Whether it’s called Workers' Memorial Day, International Workers' Memorial Day or International Commemoration Day (ICD) for Dead and Injured or Day of Mourning, April 28 will be dedicated – in all corners of the globe - to remembering workers who’ve killed, disabled, injured or sickened by their work.
Its slogan, Remember the dead – Fight for the living, is derived from a quote attributed to early labor organizer Mary Harris “Mother" Jones, who famously said: “Pray for the dead, and fight like hell for the living.” The diminutive yet ferocious Jones did, in fact, “fight like hell” for workers – especially coal miners – and her battles with powerful corporate titans and political figures got her repeatedly arrested and jailed.

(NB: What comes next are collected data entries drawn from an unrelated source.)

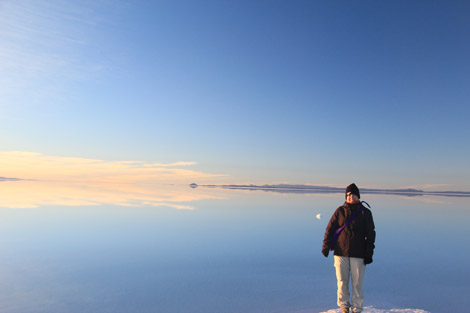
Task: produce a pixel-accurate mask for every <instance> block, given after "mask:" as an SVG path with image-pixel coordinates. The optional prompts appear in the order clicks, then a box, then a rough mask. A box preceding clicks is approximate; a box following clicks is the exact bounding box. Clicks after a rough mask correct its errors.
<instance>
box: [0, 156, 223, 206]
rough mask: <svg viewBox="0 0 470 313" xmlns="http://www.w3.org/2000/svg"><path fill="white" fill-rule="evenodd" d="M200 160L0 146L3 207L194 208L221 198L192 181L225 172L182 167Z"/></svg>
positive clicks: (2, 204) (213, 176) (221, 175)
mask: <svg viewBox="0 0 470 313" xmlns="http://www.w3.org/2000/svg"><path fill="white" fill-rule="evenodd" d="M195 164H196V163H195V162H175V163H169V164H161V163H151V164H147V163H145V162H141V161H103V160H95V159H87V158H73V157H59V156H48V155H43V154H40V153H34V152H22V151H7V152H0V176H1V177H4V178H5V179H4V180H3V181H1V182H0V184H1V189H0V207H7V208H34V207H40V206H47V205H62V206H83V205H86V206H89V205H121V206H166V207H172V208H176V209H186V210H188V209H189V210H190V209H193V208H194V203H193V202H194V201H198V200H203V199H215V198H221V197H220V196H219V195H218V194H217V192H214V191H202V190H198V191H195V190H194V189H191V188H189V186H188V185H189V183H190V182H192V181H194V180H197V181H200V180H209V181H211V180H218V179H220V178H223V177H226V176H225V175H218V174H208V173H204V172H200V171H195V170H191V169H187V168H185V169H183V168H181V167H188V166H191V165H195ZM18 179H21V180H18Z"/></svg>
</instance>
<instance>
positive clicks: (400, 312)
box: [320, 306, 430, 313]
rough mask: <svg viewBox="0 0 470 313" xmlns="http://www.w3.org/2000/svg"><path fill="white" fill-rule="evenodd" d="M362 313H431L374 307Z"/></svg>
mask: <svg viewBox="0 0 470 313" xmlns="http://www.w3.org/2000/svg"><path fill="white" fill-rule="evenodd" d="M320 313H341V310H340V309H334V310H328V311H325V312H320ZM362 313H430V312H428V311H424V310H420V309H390V310H383V309H376V308H374V307H372V306H367V307H365V308H364V310H363V311H362Z"/></svg>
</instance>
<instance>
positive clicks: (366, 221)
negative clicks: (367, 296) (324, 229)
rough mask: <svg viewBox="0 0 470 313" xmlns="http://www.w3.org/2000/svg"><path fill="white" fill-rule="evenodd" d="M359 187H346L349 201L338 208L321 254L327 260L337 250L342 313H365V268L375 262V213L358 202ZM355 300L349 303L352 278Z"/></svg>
mask: <svg viewBox="0 0 470 313" xmlns="http://www.w3.org/2000/svg"><path fill="white" fill-rule="evenodd" d="M360 197H361V196H360V193H359V188H357V186H356V185H355V184H351V185H349V186H348V187H347V188H346V202H345V203H344V204H343V205H342V206H340V207H339V208H338V209H336V211H335V213H334V214H333V216H332V217H331V219H330V222H329V223H328V226H327V228H326V232H325V237H324V240H323V247H322V253H323V255H324V256H325V257H328V254H329V252H330V250H331V251H333V250H334V265H335V269H336V279H337V282H338V292H337V296H338V298H337V299H338V306H339V307H340V308H341V312H342V313H348V312H349V308H351V309H352V311H353V312H355V313H359V312H362V307H363V303H364V293H363V281H364V274H365V271H366V265H367V264H370V263H372V255H373V254H374V248H375V245H374V242H375V226H374V220H373V218H372V212H371V211H370V210H369V209H367V208H365V207H364V205H363V204H362V203H361V202H360V201H359V199H360ZM350 277H351V283H352V298H351V302H349V297H350V293H349V278H350Z"/></svg>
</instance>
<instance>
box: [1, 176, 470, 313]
mask: <svg viewBox="0 0 470 313" xmlns="http://www.w3.org/2000/svg"><path fill="white" fill-rule="evenodd" d="M13 183H18V182H2V186H4V189H3V191H2V193H1V195H0V201H1V202H0V204H1V205H2V206H1V208H0V214H1V217H0V223H1V225H0V234H1V237H0V238H1V239H0V249H1V252H2V257H1V258H0V277H1V280H0V311H1V312H9V313H16V312H21V313H25V312H48V313H55V312H74V311H80V312H98V311H99V312H175V313H177V312H187V313H197V312H200V313H209V312H227V313H229V312H234V313H235V312H246V313H250V312H253V313H255V312H256V313H258V312H321V311H328V310H331V309H334V308H335V302H336V281H335V277H334V269H333V264H332V258H331V257H330V258H328V259H325V258H324V257H323V256H322V255H321V253H320V249H321V242H322V239H323V232H324V230H325V227H326V224H327V223H328V219H329V217H330V216H331V214H332V213H333V211H334V209H336V207H337V206H339V205H341V204H342V202H343V201H344V199H343V197H342V195H339V194H315V195H299V194H294V195H291V194H275V193H267V192H262V191H227V190H216V189H212V190H205V189H203V188H197V189H191V188H189V187H185V188H176V187H174V188H170V187H168V188H164V189H162V190H158V189H155V188H154V187H152V188H153V189H151V188H149V187H145V188H141V187H136V186H134V187H133V189H131V191H124V190H123V189H119V188H117V189H112V188H108V187H109V186H106V188H103V186H102V187H97V186H82V185H80V186H77V185H74V186H57V185H50V184H49V185H48V186H43V185H40V184H38V183H37V182H21V184H22V186H23V188H24V189H23V193H21V188H20V187H18V186H19V185H16V187H15V188H17V189H16V191H15V188H13V187H11V185H13ZM34 184H36V185H35V186H36V187H35V188H33V189H34V190H32V189H31V188H32V187H33V185H34ZM53 186H56V189H55V191H56V192H55V193H54V188H53ZM38 187H40V188H38ZM120 188H122V186H121V187H120ZM139 188H140V189H139ZM82 189H83V190H84V191H83V192H82V191H80V190H82ZM21 195H25V197H23V198H22V197H21ZM15 197H17V198H18V202H17V203H19V204H21V205H22V208H21V209H19V208H13V207H14V204H15V202H14V198H15ZM363 198H364V200H366V201H367V202H368V203H369V204H370V205H371V206H372V212H373V214H374V219H375V223H376V228H377V242H376V246H377V248H376V254H375V256H374V263H373V264H372V265H370V266H368V269H367V273H366V282H365V295H366V305H372V306H373V308H374V309H375V308H376V309H375V310H376V311H371V312H388V311H380V310H382V309H383V310H391V309H393V308H395V309H404V308H413V310H418V309H421V310H425V311H430V312H433V313H435V312H456V311H458V310H459V309H461V308H465V307H469V305H470V302H469V300H465V299H466V298H465V297H464V295H466V294H467V293H468V291H469V287H468V285H467V281H468V277H469V271H468V269H467V265H466V262H458V261H457V260H464V259H466V258H468V256H469V255H470V249H469V248H468V247H467V246H468V245H467V244H466V242H465V241H466V239H465V238H468V235H469V232H470V230H469V229H468V227H466V221H468V217H469V216H468V215H469V210H468V209H469V207H468V204H467V201H466V199H461V198H451V197H432V196H427V197H413V198H410V197H399V196H392V195H388V196H381V195H363ZM54 201H56V202H54ZM155 203H158V205H154V204H155ZM178 206H185V207H190V208H191V209H192V210H176V209H175V208H177V209H178V208H179V207H178ZM20 207H21V206H20ZM319 216H320V218H319ZM452 260H454V261H452ZM443 264H445V265H444V266H443ZM371 308H372V307H371ZM390 312H392V311H390ZM397 312H398V311H397ZM400 312H405V311H400ZM410 312H419V311H410Z"/></svg>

The AFL-CIO founded Workers Memorial Day in 1970 – the same year the Occupational Safety and Health Act was passed by the U.S. Congress. Organizations in other countries followed suit, sometimes with different names. April 28, for instance, is recognized by the International Labour Organisation (ILO) and the International Trade Union Confederation (ITUC) as International Workers' Memorial Day. The UN recognizes April 28 as World Day for Safety and Health at Work.
Along with the U.S. and the UK, Workers' Memorial Day is recognized as a national day in: Australia, Argentina, Belgium, Bermuda, Brazil, Canada, Dominican Republic, Gibraltar, Ireland, Luxembourg, Panama, Peru, Portugal, Spain, Thailand, Taiwan. Trade unions in other countries including Benin, Czech Republic, Finland, Hungary, Malta, Nepal, New Zealand, Romania and Singapore are lobbying their governments for recognition of the day as well.
Workers' Memorial Day events are held throughout the world and include candlelight ceremonies, the reading of names of the deceased, stage plays about the labor movement, workplace safety awareness events, speeches by public officials, religious services, the laying of wreaths, the unveiling of monuments, balloon releases and setting out empty shoes to symbolize those who have died at work.